CS SEMINAR

Speech and Music AI: The Current Research Frontier

Speaker

Zhizheng Wu, The Chinese University of Hong Kong (Shenzhen), China
Xueyao Zhang, The Chinese University of Hong Kong (Shenzhen), China
Junan Zhang, The Chinese University of Hong Kong (Shenzhen), China
Yuancheng Wang, The Chinese University of Hong Kong (Shenzhen), China
Yinghao Ma, Queen Mary University of London, UK
Zachary Novack, UC San Diego, USA
Scott H. Hawley, Belmont University, USA
Rafael Ramirez, Universitat Pompeu Fabra, Spain
Gus Xia, MBZUAI, United Arab Emirates
Junyan Jiang, MBZUAI, United Arab Emirates
Yuxuan Wu, MBZUAI, United Arab Emirates
Xinyue Li, MBZUAI, United Arab Emirates
Xubo Liu, Meta, UK

Chaired by

Dr WANG Ye, Associate Professor, School of Computing

wangye@comp.nus.edu.sg

28 Apr 2025 Monday, 02:00 PM to 06:00 PM

Talk 1: Recent Advances of Speech Generation and DeepFake Detection

Abstract: This talk will cover the recent research activities by the Amphion team led by Prof. Zhizheng Wu. The talk will focus on spoken language understanding, speech generation, unified and foundation models for speech synthesis, voice conversion, and speech enhancement. The talk will be accompanied by three highlight talks of Prof. Wu’s PhD students who presented their work at ICLR2025 in Singapore.

Bio: Prof. Wu Zhizheng is currently an Associate Professor at The Chinese University of Hong Kong, Shenzhen. He holds the position of Deputy Director at the Shenzhen Key Laboratory of Cross-Modal Cognitive Computing. Prof. Wu has been consistently listed in Stanford University’s “World’s Top 2% Scientists” and has received multiple Best Paper Awards. He earned his Ph.D. from Nanyang Technological University and has held research and leadership roles at internationally renowned institutions, including Meta (formerly Facebook), Apple, the University of Edinburgh, and Microsoft Research Asia. Prof. Wu has initiated several influential open-source projects, such as Merlin, Amphion, and Emilia, which have been adopted by over 700 organizations worldwide, including OpenAI. Notably, Amphion has topped GitHub’s trending list multiple times, while Emilia has become the most popular audio dataset (Most Liked) on HuggingFace. He also initiated and organized the first ASVspoof Challenge and the first Voice Conversion Challenge and served as the organizer of the Blizzard Challenge 2019, a prestigious international speech synthesis competition. Currently, Prof. Wu serves on the editorial boards of IEEE/ACM Transactions on Audio, Speech and Language Processing and IEEE Signal Processing Letters, and is the General Chair of the IEEE Spoken Language Technology Workshop 2024.

Talk 2: Extending LLMs for Acoustic Music Understanding — Models, Benchmarks, and Multimodal Instruction Tuning

Abstract: Large Language Models (LLMs) have transformed learning and generation in text and vision, yet acoustic music—an inherently multimodal and expressive domain—remains underexplored. In this talk, I present recent progress in leveraging large-scale pre-trained models and instruction tuning for music understanding.
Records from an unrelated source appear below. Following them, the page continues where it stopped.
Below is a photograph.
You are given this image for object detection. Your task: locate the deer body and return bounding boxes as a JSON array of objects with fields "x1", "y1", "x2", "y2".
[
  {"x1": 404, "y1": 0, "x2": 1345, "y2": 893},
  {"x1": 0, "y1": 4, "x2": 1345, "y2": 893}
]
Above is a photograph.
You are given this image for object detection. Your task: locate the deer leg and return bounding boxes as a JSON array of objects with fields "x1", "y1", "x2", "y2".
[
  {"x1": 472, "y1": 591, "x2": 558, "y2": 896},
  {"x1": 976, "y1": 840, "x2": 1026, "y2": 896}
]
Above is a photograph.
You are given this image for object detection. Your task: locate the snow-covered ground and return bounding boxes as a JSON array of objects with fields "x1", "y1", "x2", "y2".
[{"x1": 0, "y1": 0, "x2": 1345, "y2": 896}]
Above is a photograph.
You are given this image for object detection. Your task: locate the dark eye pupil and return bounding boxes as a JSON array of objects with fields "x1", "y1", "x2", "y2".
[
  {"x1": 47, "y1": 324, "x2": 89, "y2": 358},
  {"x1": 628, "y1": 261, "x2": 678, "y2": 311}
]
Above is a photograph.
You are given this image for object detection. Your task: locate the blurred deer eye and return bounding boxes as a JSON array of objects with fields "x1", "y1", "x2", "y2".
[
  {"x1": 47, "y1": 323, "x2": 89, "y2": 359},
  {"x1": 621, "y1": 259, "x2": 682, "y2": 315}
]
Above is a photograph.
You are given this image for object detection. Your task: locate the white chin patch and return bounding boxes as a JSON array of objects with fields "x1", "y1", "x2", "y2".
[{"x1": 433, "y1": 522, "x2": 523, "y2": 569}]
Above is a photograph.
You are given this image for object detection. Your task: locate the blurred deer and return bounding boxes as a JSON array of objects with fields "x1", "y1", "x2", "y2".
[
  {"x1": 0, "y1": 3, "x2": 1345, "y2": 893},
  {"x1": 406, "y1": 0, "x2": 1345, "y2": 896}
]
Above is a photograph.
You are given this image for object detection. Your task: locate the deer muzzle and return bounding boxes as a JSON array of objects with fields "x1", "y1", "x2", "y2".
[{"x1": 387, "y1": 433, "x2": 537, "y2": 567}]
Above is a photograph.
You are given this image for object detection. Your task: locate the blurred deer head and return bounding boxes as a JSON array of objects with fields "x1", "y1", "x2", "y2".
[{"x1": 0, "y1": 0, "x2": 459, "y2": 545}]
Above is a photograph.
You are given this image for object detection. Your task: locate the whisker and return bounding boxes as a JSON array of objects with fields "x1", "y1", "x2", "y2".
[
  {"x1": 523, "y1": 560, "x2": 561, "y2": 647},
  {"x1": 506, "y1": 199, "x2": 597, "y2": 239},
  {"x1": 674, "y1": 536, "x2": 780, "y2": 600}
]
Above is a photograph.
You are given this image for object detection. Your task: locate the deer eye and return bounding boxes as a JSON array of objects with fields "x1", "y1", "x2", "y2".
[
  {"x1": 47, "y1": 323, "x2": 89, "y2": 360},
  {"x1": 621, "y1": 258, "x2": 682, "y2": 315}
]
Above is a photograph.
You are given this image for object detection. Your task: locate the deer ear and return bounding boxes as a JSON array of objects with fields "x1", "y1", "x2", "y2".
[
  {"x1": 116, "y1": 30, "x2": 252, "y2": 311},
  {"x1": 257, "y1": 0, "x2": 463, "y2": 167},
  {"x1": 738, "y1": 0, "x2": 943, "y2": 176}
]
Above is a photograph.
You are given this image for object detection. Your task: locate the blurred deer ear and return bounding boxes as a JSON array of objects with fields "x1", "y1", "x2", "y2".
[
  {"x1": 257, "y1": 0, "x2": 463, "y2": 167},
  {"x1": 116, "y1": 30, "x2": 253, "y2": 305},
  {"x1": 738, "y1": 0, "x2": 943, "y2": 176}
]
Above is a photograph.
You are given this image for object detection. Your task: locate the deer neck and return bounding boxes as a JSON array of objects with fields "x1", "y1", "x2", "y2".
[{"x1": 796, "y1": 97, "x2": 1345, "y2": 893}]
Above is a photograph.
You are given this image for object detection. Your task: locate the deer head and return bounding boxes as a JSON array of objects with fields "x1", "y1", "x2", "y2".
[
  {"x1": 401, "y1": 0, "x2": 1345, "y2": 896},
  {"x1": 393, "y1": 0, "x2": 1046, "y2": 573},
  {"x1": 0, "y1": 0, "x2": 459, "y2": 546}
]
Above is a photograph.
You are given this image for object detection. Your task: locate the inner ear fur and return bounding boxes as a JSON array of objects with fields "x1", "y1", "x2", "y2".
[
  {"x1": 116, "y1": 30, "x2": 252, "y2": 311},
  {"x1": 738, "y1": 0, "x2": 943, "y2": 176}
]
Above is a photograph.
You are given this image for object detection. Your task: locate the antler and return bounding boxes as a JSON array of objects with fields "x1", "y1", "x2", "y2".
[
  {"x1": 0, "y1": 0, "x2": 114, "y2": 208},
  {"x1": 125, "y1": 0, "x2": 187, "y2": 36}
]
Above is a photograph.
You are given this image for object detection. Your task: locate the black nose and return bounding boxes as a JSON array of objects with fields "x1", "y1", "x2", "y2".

I introduce MERT, a self-supervised acoustic music model with over 50k downloads, and MRABLE, a universal benchmark for evaluating music audio representations.I also present MusiLingo, a system that aligns pre-trained models across modalities to support music captioning and question answering. To address the gap in evaluating instruction-following capabilities, I propose CMI-Bench, the first benchmark designed to test models' ability to understand and follow complex music-related instructions across audio, text, and symbolic domains. I conclude by discussing open challenges in responsible deployment of generative music AI.
Bio: MA Yinghao is a Ph.D. student in the Artificial Intelligence and Music (AIM) program at the Centre for Digital Music (C4DM), Queen Mary University of London, under the supervision of Dr. Emmanouil Benetos and Dr. Chris Donahue. His research explores the intersection of music understanding and large-scale pre-trained models, focusing on multimodal learning, instruction tuning, and model evaluation. He co-developed MERT, a self-supervised model for acoustic music understanding, and MRABLE, a benchmark for evaluating universal music audio representations. More recently, he introduced CMI-Bench for music instruction-following and MusiLingo, a multimodal alignment system for music-language tasks. Beyond research, he co-founded the Multimodal Art Projection (MAP) community and was a student conductor at the Chinese Philharmonic Orchestra, Peking University. His long-term goal is to establish foundational models for AI music understanding while addressing fairness, safety, and creative integrity in generative systems.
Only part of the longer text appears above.